Pourtant, pour la plupart, ceux-ci ne veulent pas entendre parler du monde extérieur. S’ils sont ravis d’améliorer leur quotidien avec quelques commodités modernes, ils rejettent le brouhaha extérieur. Interrogés par des journalistes français – avec leur autorisation – ils témoignent :

« Votre monde est mauvais pour nous, on ne l’aime pas. Il y a trop de gens, trop de bruit, pas de paix, on n’aime pas ça. On ne veut plus avoir d’interaction et être trop proche de votre monde. On veut rester comme on est. Ici, c’est chez nous, c’est là que l’on veut vivre. »

De retour en France, les journalistes Alexandre Dereims et Claire Beilvert ont lancé une campagne, « Organic the Jarawa », avec pour objectif d’alerter le gouvernement indien et le reste du monde sur le sort de cette peuplade unique qui ne demande rien au monde. Déjà trop de peuples primitifs ont succombé aux tentations et violences du monde moderne, à l’instar des Adamanais, un autre peuple de l’île, qui est passé de plusieurs milliers de membres au XVIIIème siècle à 52 en 2010.

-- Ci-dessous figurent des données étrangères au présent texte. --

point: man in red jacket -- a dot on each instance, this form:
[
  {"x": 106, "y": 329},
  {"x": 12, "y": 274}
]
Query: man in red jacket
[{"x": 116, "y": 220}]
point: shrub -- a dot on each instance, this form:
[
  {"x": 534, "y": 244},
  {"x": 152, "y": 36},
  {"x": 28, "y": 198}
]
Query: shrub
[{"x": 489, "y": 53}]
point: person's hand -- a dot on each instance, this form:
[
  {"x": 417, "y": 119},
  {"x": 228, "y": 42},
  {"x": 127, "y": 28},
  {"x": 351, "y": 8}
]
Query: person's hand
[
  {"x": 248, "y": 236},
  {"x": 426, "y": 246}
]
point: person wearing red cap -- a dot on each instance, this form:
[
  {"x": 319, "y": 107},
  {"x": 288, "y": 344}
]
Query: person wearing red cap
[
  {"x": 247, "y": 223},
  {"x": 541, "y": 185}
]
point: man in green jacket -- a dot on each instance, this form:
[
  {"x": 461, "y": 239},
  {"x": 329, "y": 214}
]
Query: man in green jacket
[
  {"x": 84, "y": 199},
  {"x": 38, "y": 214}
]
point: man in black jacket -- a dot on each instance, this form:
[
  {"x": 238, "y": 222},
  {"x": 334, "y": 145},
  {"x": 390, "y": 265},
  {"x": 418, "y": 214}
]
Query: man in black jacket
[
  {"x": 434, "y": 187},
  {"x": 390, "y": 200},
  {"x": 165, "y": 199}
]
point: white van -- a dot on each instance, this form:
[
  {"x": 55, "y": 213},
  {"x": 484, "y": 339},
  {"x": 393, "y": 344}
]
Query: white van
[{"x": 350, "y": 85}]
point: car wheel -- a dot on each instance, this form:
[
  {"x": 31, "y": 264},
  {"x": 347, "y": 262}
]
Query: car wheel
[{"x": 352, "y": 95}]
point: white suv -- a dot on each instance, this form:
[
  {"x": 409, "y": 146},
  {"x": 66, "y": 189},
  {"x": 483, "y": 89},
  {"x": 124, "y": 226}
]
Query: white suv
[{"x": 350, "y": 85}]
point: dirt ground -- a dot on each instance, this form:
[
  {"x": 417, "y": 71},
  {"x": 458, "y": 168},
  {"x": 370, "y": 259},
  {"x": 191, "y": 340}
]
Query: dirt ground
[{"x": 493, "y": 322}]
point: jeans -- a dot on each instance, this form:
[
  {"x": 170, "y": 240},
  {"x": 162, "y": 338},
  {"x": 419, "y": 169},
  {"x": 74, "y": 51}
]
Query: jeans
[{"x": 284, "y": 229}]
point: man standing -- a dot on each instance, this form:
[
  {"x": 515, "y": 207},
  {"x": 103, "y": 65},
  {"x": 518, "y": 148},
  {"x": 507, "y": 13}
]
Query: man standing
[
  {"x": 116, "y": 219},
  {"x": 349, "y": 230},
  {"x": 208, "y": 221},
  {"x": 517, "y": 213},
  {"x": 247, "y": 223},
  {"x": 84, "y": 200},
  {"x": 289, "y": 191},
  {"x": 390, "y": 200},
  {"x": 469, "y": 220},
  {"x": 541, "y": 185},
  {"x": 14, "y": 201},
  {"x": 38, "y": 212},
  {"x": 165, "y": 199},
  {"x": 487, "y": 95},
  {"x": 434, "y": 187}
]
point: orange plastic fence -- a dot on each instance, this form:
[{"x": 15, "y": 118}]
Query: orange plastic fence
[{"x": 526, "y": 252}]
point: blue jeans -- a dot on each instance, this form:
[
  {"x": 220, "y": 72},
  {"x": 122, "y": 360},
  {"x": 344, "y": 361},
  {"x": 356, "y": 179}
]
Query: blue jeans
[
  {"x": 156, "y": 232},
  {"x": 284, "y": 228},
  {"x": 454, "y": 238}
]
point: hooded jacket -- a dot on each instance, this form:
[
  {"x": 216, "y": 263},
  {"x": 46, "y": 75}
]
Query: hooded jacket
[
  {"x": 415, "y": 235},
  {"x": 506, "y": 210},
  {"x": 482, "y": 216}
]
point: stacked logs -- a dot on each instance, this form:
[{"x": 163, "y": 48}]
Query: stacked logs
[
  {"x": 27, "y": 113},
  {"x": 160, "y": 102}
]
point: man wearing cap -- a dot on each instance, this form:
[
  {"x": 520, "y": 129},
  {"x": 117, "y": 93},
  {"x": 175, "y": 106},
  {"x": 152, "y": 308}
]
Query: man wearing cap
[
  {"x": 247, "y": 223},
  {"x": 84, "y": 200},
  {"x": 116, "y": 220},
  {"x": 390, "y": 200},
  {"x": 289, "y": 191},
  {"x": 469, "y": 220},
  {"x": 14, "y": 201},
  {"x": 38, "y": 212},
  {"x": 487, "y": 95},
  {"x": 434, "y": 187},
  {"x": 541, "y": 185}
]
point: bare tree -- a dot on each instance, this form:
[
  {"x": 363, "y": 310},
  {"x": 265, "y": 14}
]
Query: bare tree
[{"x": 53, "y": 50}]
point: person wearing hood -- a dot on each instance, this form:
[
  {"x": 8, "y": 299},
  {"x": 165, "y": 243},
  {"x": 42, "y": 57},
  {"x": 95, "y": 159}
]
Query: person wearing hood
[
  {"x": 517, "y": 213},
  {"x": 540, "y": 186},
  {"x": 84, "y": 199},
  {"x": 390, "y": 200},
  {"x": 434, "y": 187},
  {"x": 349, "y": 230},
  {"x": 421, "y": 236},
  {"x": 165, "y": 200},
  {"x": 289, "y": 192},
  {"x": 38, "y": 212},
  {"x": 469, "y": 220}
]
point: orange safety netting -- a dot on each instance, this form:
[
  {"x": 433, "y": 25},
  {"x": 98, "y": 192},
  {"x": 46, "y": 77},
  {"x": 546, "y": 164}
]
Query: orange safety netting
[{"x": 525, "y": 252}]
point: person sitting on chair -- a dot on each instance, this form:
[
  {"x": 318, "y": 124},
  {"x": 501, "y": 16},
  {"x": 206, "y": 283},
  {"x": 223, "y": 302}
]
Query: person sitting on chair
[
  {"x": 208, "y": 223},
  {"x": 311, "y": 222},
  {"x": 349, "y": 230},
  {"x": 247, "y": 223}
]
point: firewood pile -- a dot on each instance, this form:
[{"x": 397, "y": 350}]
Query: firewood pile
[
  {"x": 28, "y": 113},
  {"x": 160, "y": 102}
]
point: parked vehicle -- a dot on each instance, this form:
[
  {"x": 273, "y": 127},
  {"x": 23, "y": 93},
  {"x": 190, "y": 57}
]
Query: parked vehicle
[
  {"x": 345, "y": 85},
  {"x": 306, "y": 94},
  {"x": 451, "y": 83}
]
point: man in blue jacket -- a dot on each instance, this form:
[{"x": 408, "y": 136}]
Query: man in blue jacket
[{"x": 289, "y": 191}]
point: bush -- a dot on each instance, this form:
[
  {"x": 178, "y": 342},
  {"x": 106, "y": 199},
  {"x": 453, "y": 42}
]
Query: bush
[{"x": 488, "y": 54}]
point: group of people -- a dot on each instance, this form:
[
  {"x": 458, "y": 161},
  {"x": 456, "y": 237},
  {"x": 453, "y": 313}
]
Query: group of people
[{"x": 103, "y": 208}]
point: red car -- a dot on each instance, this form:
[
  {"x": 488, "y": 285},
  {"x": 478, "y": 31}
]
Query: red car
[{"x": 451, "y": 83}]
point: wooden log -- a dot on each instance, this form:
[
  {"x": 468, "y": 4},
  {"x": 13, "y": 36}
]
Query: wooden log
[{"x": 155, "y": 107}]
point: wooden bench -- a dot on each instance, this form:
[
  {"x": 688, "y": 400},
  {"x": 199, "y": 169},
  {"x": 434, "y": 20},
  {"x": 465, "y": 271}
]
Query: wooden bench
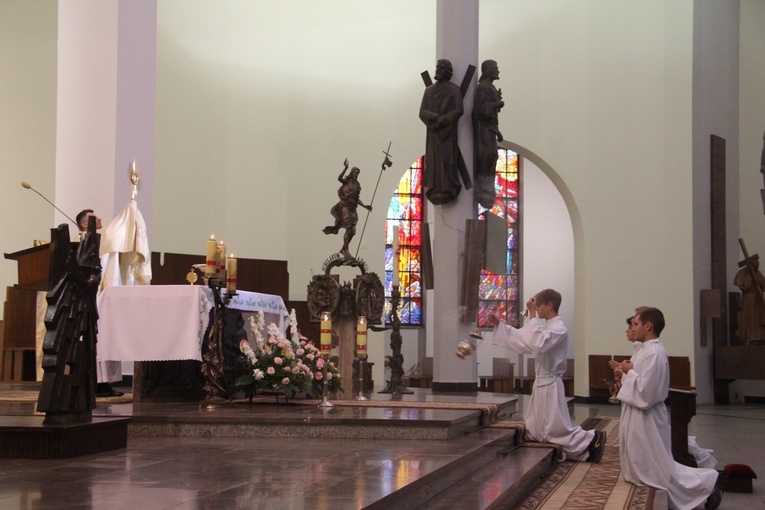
[
  {"x": 602, "y": 376},
  {"x": 501, "y": 380}
]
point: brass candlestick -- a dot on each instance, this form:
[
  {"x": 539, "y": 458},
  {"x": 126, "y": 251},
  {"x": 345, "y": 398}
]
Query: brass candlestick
[
  {"x": 324, "y": 400},
  {"x": 361, "y": 396}
]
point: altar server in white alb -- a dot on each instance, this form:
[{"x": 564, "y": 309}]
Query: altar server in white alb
[
  {"x": 644, "y": 430},
  {"x": 547, "y": 417}
]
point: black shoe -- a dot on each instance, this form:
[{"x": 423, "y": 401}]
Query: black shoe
[
  {"x": 714, "y": 499},
  {"x": 597, "y": 447},
  {"x": 106, "y": 390}
]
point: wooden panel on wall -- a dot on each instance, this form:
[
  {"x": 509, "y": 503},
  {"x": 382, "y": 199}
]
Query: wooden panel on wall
[{"x": 254, "y": 275}]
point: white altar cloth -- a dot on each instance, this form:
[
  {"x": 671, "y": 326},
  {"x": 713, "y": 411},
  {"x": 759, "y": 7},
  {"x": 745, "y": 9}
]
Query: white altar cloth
[{"x": 167, "y": 322}]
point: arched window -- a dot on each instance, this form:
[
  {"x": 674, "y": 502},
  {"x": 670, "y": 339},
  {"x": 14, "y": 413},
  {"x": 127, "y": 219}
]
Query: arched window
[
  {"x": 406, "y": 212},
  {"x": 498, "y": 293}
]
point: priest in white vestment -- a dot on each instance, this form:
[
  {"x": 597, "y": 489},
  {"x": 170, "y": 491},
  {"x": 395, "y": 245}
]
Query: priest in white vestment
[
  {"x": 645, "y": 447},
  {"x": 547, "y": 417},
  {"x": 125, "y": 260}
]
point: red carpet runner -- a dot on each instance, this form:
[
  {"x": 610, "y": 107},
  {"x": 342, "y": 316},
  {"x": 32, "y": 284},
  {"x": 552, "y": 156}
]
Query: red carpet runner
[{"x": 574, "y": 485}]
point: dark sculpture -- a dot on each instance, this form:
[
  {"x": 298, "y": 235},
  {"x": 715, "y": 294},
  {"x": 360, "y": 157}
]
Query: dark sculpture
[
  {"x": 344, "y": 211},
  {"x": 486, "y": 106},
  {"x": 441, "y": 110},
  {"x": 68, "y": 389},
  {"x": 396, "y": 360},
  {"x": 751, "y": 316}
]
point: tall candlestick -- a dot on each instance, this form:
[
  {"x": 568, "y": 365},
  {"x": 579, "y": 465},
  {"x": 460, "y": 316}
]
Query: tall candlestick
[
  {"x": 361, "y": 337},
  {"x": 221, "y": 258},
  {"x": 395, "y": 256},
  {"x": 231, "y": 275},
  {"x": 326, "y": 334},
  {"x": 212, "y": 249}
]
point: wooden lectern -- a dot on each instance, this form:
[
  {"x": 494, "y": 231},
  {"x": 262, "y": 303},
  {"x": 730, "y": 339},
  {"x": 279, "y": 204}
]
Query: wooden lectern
[{"x": 20, "y": 321}]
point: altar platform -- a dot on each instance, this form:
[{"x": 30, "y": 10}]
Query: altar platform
[{"x": 297, "y": 455}]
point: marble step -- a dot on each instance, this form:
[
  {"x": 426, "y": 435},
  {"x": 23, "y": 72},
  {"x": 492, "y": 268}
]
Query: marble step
[{"x": 485, "y": 474}]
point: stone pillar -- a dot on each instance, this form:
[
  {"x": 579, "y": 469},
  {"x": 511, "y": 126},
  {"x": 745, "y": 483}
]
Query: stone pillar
[
  {"x": 457, "y": 41},
  {"x": 105, "y": 105}
]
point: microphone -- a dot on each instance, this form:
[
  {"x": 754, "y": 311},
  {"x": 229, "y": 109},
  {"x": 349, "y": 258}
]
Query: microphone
[{"x": 25, "y": 184}]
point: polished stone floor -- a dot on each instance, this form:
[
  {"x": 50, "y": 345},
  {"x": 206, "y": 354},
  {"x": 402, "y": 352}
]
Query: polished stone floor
[{"x": 156, "y": 472}]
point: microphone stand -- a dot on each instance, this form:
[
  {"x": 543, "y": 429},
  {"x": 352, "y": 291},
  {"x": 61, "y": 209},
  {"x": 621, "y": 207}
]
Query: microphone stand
[{"x": 26, "y": 185}]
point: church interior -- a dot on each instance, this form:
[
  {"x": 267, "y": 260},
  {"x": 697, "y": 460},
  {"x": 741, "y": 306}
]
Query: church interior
[{"x": 637, "y": 132}]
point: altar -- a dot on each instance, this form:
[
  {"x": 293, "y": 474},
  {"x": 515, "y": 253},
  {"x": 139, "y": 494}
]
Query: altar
[{"x": 168, "y": 322}]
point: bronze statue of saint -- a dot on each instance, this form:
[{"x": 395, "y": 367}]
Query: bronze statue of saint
[
  {"x": 751, "y": 316},
  {"x": 441, "y": 110},
  {"x": 487, "y": 103},
  {"x": 344, "y": 211}
]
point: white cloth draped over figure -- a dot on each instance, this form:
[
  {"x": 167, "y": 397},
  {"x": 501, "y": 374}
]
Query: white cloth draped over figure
[
  {"x": 644, "y": 432},
  {"x": 548, "y": 341},
  {"x": 125, "y": 260}
]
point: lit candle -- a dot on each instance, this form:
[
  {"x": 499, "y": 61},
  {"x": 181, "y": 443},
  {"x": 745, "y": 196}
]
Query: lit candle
[
  {"x": 231, "y": 275},
  {"x": 212, "y": 249},
  {"x": 221, "y": 258},
  {"x": 395, "y": 256},
  {"x": 326, "y": 334},
  {"x": 361, "y": 337}
]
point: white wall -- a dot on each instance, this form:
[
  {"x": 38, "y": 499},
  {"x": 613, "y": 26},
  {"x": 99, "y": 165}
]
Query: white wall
[
  {"x": 27, "y": 126},
  {"x": 751, "y": 127},
  {"x": 547, "y": 260},
  {"x": 601, "y": 92},
  {"x": 258, "y": 103}
]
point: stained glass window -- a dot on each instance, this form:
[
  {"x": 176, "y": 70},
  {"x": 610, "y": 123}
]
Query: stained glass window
[
  {"x": 405, "y": 216},
  {"x": 498, "y": 294}
]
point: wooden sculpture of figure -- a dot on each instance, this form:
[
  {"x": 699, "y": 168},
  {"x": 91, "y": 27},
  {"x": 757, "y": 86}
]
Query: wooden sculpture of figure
[
  {"x": 486, "y": 106},
  {"x": 68, "y": 388},
  {"x": 441, "y": 110},
  {"x": 344, "y": 211},
  {"x": 751, "y": 316}
]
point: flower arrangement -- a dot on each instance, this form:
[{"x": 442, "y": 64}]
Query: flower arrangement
[{"x": 276, "y": 363}]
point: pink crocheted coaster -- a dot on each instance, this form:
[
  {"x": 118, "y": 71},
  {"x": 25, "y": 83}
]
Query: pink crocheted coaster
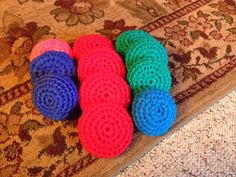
[
  {"x": 101, "y": 60},
  {"x": 86, "y": 43},
  {"x": 50, "y": 45},
  {"x": 105, "y": 131},
  {"x": 104, "y": 88}
]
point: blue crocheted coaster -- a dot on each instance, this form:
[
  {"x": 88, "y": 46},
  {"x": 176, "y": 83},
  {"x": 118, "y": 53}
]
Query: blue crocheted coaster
[
  {"x": 154, "y": 112},
  {"x": 53, "y": 63},
  {"x": 55, "y": 97}
]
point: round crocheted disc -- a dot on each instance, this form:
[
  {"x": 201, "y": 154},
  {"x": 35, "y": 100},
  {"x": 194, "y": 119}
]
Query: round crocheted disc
[
  {"x": 152, "y": 49},
  {"x": 149, "y": 73},
  {"x": 104, "y": 88},
  {"x": 100, "y": 60},
  {"x": 55, "y": 97},
  {"x": 105, "y": 131},
  {"x": 127, "y": 39},
  {"x": 53, "y": 63},
  {"x": 89, "y": 42},
  {"x": 50, "y": 45},
  {"x": 154, "y": 112}
]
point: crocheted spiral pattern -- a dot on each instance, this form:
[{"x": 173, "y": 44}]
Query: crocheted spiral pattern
[
  {"x": 50, "y": 45},
  {"x": 55, "y": 97},
  {"x": 149, "y": 73},
  {"x": 104, "y": 88},
  {"x": 129, "y": 38},
  {"x": 152, "y": 49},
  {"x": 89, "y": 42},
  {"x": 52, "y": 63},
  {"x": 154, "y": 112},
  {"x": 105, "y": 131},
  {"x": 100, "y": 60}
]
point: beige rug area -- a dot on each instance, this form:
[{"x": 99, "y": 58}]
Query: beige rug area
[{"x": 206, "y": 146}]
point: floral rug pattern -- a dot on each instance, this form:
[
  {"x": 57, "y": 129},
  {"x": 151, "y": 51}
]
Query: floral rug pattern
[{"x": 200, "y": 37}]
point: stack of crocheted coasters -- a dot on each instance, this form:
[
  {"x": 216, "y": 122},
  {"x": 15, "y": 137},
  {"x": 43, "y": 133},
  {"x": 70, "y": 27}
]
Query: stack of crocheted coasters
[
  {"x": 153, "y": 108},
  {"x": 52, "y": 71},
  {"x": 105, "y": 127}
]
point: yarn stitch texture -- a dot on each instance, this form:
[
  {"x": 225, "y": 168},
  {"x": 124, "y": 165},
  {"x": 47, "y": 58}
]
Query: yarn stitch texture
[
  {"x": 105, "y": 131},
  {"x": 149, "y": 73},
  {"x": 53, "y": 63},
  {"x": 89, "y": 42},
  {"x": 154, "y": 112},
  {"x": 100, "y": 60},
  {"x": 127, "y": 39},
  {"x": 104, "y": 88},
  {"x": 55, "y": 97},
  {"x": 151, "y": 49},
  {"x": 50, "y": 45}
]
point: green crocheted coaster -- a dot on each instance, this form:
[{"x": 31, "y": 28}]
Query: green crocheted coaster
[
  {"x": 149, "y": 73},
  {"x": 128, "y": 38},
  {"x": 150, "y": 48}
]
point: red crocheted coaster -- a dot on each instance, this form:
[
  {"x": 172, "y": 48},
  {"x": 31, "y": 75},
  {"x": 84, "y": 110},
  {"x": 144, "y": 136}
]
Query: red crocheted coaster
[
  {"x": 89, "y": 42},
  {"x": 104, "y": 88},
  {"x": 100, "y": 60},
  {"x": 105, "y": 131},
  {"x": 50, "y": 45}
]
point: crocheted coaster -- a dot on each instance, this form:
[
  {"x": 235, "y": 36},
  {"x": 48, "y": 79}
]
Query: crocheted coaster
[
  {"x": 127, "y": 39},
  {"x": 53, "y": 63},
  {"x": 105, "y": 131},
  {"x": 149, "y": 73},
  {"x": 55, "y": 97},
  {"x": 104, "y": 88},
  {"x": 100, "y": 60},
  {"x": 152, "y": 49},
  {"x": 89, "y": 42},
  {"x": 50, "y": 44},
  {"x": 154, "y": 112}
]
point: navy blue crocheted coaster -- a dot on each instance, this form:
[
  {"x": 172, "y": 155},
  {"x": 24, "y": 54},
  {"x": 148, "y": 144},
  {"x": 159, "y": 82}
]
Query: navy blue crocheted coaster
[{"x": 55, "y": 97}]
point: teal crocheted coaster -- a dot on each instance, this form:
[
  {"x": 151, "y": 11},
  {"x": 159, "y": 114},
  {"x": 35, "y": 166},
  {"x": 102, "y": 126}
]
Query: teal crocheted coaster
[
  {"x": 149, "y": 73},
  {"x": 151, "y": 48},
  {"x": 128, "y": 38}
]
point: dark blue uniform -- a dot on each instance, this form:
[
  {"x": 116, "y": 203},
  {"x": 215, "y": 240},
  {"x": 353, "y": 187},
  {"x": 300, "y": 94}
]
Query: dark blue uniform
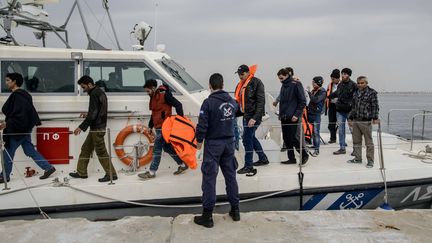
[{"x": 216, "y": 127}]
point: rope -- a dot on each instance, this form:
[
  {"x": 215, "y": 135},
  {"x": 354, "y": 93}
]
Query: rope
[
  {"x": 171, "y": 206},
  {"x": 44, "y": 215}
]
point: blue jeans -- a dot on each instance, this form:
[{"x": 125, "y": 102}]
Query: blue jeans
[
  {"x": 160, "y": 144},
  {"x": 315, "y": 119},
  {"x": 29, "y": 150},
  {"x": 251, "y": 143},
  {"x": 341, "y": 121}
]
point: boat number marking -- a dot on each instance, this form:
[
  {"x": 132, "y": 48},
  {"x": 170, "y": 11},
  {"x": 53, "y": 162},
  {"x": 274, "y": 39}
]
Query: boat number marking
[
  {"x": 415, "y": 194},
  {"x": 353, "y": 200},
  {"x": 55, "y": 136}
]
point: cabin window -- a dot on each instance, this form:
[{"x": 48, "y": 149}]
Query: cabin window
[
  {"x": 180, "y": 74},
  {"x": 120, "y": 76},
  {"x": 42, "y": 76}
]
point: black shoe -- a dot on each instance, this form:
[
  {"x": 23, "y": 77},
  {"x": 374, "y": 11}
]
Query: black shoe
[
  {"x": 47, "y": 173},
  {"x": 315, "y": 153},
  {"x": 107, "y": 178},
  {"x": 305, "y": 159},
  {"x": 2, "y": 180},
  {"x": 340, "y": 151},
  {"x": 206, "y": 220},
  {"x": 261, "y": 162},
  {"x": 235, "y": 213},
  {"x": 289, "y": 162},
  {"x": 249, "y": 171},
  {"x": 76, "y": 175},
  {"x": 355, "y": 161}
]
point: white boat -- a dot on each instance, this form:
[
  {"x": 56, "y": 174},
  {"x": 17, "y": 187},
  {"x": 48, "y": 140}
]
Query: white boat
[{"x": 403, "y": 181}]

Les auteurs de la pétition supplient le premier ministre indien, Narendra Damodardas Modi :

« En tant que citoyens du monde entier, nous vous demandons de fermer la route Andaman Trunk Road qui traverse leur forêt, de lutter efficacement contre les braconniers qui continuent de piller leur gibier ; (…) nous vous demandons de nous donner toutes garanties nécessaires afin que les Jarawas puissent continuer de vivre tel qu’ils le désirent. »

Si leur territoire n’est pas sanctuarisé, pour les protéger de l’avidité des touristes et d’eux-mêmes, « les Jarawas pourraient facilement être décimés, ou réduits à l’état de dépendance », enchérit Sophie Grig, porte-parole de l’ONG Survival International, qui lutte pour cette cause depuis 20 ans.